Heteroatom-enriched multiscale porous carbon from Semen Cassiae for high-energy supercapacitors

We report a heteroatom-enriched multiscale porous carbon (SC-HMPC-4-700) synthesized via a green, single-step KOH activation of Semen Cassiae biomass. This process achieves simultaneous in situ doping with N (2.8 at%), O (10.4 at%), P (1.1 at%), and S (1.2 at%), reaching a total heteroatom content of 15.5 at%. The resulting carbon exhibits an interconnected tri-modal (micro/meso/macro) pore network and a highly developed surface area of 3097.2 m2 g−1. Such an architecture synergistically enhances ion diffusion, electrolyte infiltration, and charge storage kinetics. As an electrode in alkaline medium, SC-HMPC-4-700 delivers an elevated capacitance of 360 F g−1 at 0.5 A g−1 and maintains 292 F g−1 at 20 A g−1, reflecting outstanding high-rate stability supported by both electric double-layer and pseudocapacitive contributions.
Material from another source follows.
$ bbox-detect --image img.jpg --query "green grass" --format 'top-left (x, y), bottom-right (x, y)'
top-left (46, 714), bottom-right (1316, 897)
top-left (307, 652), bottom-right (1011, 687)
Fabricated as a symmetric cell using 1-ethyl-3-methylimidazolium tetrafluoroborate-based electrolyte, the as-prepared electrode achieves 280 F g−1, retains 90.7 % capacitance over 10,000 cycling tests, and offers an energy density of 119.1 Wh·kg−1 at 875 W kg−1. These results underscore the promise of Semen Cassiae-derived carbon as a high-energy electrode material, and highlight the critical interplay between heteroatom functionality and the pore hierarchy in advanced energy storage systems.